Visa Inc has just posted another strong quarter, posting an 11% year-on-year increase in net profit to $1.4bn in the process beating analyst forecasts, writes Douglas Blakey
Visa retains one of the strongest business models and will continue to benefit from customers’ migration from cash to card. And yet the Visa Inc share price continues to bump along and has actually fallen by around 3% from its start of year price of $220. So why is the market so unimpressed with Visa’s fiscal 2014 performance?
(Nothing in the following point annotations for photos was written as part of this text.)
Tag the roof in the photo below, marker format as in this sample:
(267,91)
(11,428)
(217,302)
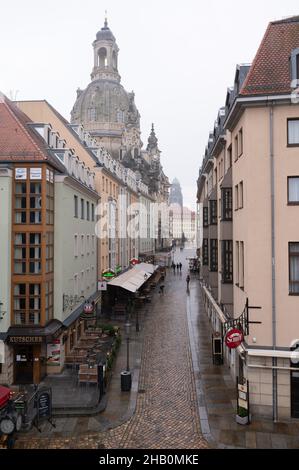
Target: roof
(133,279)
(18,139)
(270,70)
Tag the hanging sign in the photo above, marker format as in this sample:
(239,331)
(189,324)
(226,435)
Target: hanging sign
(134,261)
(88,308)
(108,274)
(102,285)
(21,173)
(35,173)
(234,338)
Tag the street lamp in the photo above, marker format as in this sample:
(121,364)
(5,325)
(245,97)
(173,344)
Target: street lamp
(127,330)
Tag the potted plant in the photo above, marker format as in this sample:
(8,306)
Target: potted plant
(242,416)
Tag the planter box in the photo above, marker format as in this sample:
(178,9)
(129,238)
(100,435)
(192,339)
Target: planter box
(242,420)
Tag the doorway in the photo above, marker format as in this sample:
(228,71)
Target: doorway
(23,362)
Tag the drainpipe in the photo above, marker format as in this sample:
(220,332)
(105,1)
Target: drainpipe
(274,359)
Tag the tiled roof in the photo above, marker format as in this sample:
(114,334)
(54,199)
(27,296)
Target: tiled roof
(270,70)
(18,140)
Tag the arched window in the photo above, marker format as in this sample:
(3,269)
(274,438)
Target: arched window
(295,67)
(102,55)
(114,60)
(91,114)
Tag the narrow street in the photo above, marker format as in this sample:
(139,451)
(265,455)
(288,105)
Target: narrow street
(166,414)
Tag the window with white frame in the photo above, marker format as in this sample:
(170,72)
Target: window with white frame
(82,245)
(293,190)
(293,132)
(76,245)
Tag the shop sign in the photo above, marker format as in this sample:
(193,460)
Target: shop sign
(21,174)
(2,352)
(134,261)
(234,338)
(102,285)
(26,339)
(35,173)
(109,274)
(88,307)
(53,353)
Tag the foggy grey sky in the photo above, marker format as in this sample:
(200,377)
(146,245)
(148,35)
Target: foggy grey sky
(178,57)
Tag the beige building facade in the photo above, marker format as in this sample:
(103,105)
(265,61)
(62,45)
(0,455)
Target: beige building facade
(248,191)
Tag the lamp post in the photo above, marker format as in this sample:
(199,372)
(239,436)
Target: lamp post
(127,330)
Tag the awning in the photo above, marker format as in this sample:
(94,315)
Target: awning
(133,279)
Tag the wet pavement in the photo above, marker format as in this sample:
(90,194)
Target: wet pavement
(166,411)
(179,399)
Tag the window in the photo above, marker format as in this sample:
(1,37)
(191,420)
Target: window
(205,252)
(205,216)
(49,252)
(76,209)
(27,253)
(293,132)
(76,284)
(76,245)
(82,285)
(227,204)
(293,190)
(236,149)
(294,268)
(237,264)
(213,255)
(241,267)
(213,212)
(236,197)
(49,300)
(227,262)
(240,143)
(27,304)
(241,199)
(229,157)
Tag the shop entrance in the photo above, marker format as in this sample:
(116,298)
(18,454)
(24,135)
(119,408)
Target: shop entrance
(23,364)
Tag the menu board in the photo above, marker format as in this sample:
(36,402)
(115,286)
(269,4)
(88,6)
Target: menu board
(53,353)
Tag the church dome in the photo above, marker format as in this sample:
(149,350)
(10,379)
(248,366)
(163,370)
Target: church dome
(105,33)
(105,102)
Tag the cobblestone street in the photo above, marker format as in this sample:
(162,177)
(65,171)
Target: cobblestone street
(166,413)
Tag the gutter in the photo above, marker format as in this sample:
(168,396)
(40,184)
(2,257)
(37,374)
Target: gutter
(273,258)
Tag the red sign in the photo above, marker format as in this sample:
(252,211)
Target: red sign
(88,308)
(234,338)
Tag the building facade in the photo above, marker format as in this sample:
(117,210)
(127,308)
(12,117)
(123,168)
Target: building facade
(44,184)
(248,194)
(109,113)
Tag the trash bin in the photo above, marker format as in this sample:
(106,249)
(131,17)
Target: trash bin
(126,381)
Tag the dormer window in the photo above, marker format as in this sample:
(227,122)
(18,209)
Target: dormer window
(295,67)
I have written elsewhere that v.me was not exactly a winner and there is obviously a concern as regards international uncertainty (especially in Russia). On a positive note, Visa Checkout may offer greater scope than V.me and earnings from Russia constitute a small percentage of international profits. Visa’s international figures in Q3 were not too shoddy all things considered. Transactions processed over Visa’s network totaled $16.7bn in the fiscal third quarter, an 11% increase over the prior year period with US figures growing by 9% while international delivered 20% growth.
Third quarter highlights for Visa included renewal of a multi-year issuing deal with Royal Bank of Canada. Also in Canada, Visa’s deal with CIBC was worthy of mention. Visa agreed a co-branding with Tim Horton for a no fee rewards product featuring real-time awards called the Double Double Visa Card. It leverages dual button technology that combines a CIBC Visa Credit Card for payments with a classic Tim Card for rewards. Cardholders press the CIBC Visa button on the front of the card to pay for their purchases or they can choose to press the Tim Card button and then use the same card to redeem their Tim cash for their coffee at Hortens. Other quarter highlights included Visa renewing partnership deals with China Industrial Bank, China Minsheng and Shanghai Pudong Development Bank. Few firms than Visa are better placed to cash in on the drives towards bringing digital payments to the physical world and enabling digital payments in the connected world. The launch of Visa Digital Solutions, designed to enable retailers, financial institutions and developers to create new ways to pay via mobile devices is one of the more interesting announcements of the month.
But in the coming weeks, it is Visa Checkout that will grab headlines. One can expect to see wall to wall advertising to promote Checkout. Visa has talked of a determination to ensure that it is hard for consumers not to know about Visa Checkout and why they should use the service. Expect to see Visa leverage its reputation for security in its marketing, the subliminal message being that new upstart rivals do not enjoy Visa’s reputation in this area.
Visa remains well placed to post growth in 15% to 20% range in the next four to five years. In the next few quarters, it seems a safe forecast that market sentiment will swing positively in Visa’s favour.